The administration's initial response was to stay cool, keep quiet, give the Chinese room to move. "The message to the Chinese," says a White House official, "was, 'Guys, this is a very unfortunate incident. We'd like to get it wrapped up as quickly as possible, because if we can get it wrapped up soon, it won't become a crisis.'" But even Powell had trouble getting through for a private talk with anyone who mattered in Beijing, and the public tone was not encouraging. Chinese officials claimed that the U.S. plane had veered suddenly into the F-8 fighter, even though the EP-3E is about half as fast as and far less nimble than the Chinese jet. The collision had occurred about 70 miles off China's coast; China considers its sovereign airspace to extend 200 miles offshore, even though international agreements recognize only 12 miles. Foreign Ministry spokesman Zhu Bangzao declared that the plane had violated Chinese airspace, landed without permission and thus lost its sovereign immunity — so the Chinese government would be perfectly within its rights go aboard to try to figure out the reason for the intrusion.

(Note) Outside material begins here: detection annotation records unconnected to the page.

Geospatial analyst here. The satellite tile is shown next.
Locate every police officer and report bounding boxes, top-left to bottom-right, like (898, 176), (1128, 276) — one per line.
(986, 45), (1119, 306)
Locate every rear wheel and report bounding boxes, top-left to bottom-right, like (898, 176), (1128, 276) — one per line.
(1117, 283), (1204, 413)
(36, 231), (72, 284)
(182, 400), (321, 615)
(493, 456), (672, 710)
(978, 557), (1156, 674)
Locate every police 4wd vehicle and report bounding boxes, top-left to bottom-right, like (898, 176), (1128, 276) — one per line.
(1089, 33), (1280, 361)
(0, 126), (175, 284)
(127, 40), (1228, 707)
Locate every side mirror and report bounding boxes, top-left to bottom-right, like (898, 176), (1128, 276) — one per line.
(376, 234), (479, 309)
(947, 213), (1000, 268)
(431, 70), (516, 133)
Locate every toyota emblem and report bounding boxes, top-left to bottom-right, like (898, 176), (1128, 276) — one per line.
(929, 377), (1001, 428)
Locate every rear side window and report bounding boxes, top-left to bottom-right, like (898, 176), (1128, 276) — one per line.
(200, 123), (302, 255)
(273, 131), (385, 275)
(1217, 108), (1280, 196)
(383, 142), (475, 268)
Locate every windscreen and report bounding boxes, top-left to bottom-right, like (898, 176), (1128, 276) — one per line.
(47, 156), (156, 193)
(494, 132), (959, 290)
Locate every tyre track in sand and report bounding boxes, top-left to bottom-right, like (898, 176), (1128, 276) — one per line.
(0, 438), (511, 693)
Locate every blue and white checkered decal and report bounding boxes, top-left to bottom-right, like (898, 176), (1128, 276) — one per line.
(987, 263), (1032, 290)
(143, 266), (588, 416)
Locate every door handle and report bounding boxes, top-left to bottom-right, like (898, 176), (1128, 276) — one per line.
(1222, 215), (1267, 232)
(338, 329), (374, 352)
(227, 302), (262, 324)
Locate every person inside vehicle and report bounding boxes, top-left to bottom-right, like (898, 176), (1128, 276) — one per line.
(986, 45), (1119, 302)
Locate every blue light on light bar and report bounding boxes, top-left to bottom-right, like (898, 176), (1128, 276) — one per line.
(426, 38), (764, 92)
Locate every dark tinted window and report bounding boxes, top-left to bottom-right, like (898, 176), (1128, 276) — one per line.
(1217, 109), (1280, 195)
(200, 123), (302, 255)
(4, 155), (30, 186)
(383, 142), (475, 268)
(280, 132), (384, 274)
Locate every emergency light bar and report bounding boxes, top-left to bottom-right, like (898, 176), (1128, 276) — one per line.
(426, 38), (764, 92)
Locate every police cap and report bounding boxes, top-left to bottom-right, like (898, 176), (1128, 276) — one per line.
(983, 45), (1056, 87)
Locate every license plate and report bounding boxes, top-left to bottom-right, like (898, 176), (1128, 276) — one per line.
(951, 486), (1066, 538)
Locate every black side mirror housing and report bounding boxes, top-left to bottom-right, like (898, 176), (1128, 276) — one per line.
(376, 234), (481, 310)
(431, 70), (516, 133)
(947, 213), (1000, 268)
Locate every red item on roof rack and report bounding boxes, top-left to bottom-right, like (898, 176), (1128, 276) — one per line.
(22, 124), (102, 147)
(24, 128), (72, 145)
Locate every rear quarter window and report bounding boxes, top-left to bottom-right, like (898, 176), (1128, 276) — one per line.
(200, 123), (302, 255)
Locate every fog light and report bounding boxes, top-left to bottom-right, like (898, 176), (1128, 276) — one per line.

When satellite photographs showed the plane partly covered in tarps — the better to hide the work of prying Chinese engineers — it confirmed the administration's fears. While the EP-3 is an old plane, a model that began flying in 1969, its electronic guts are up-to-the-minute. No EP-3E has ever been shot down or captured, even though the "flying pig," as it is called, is a long-range, slow-flying unarmed aircraft. "The most important thing to the Chinese on that airplane was the data we had collected earlier that day," says Norman Polmar, an independent Navy expert. "That would tell them which of their systems is vulnerable to interception — are we able to intercept telephone conversations from Chinese naval headquarters to ships? Are we able to intercept radar transmissions at certain frequencies? — that's what the Chinese want to know."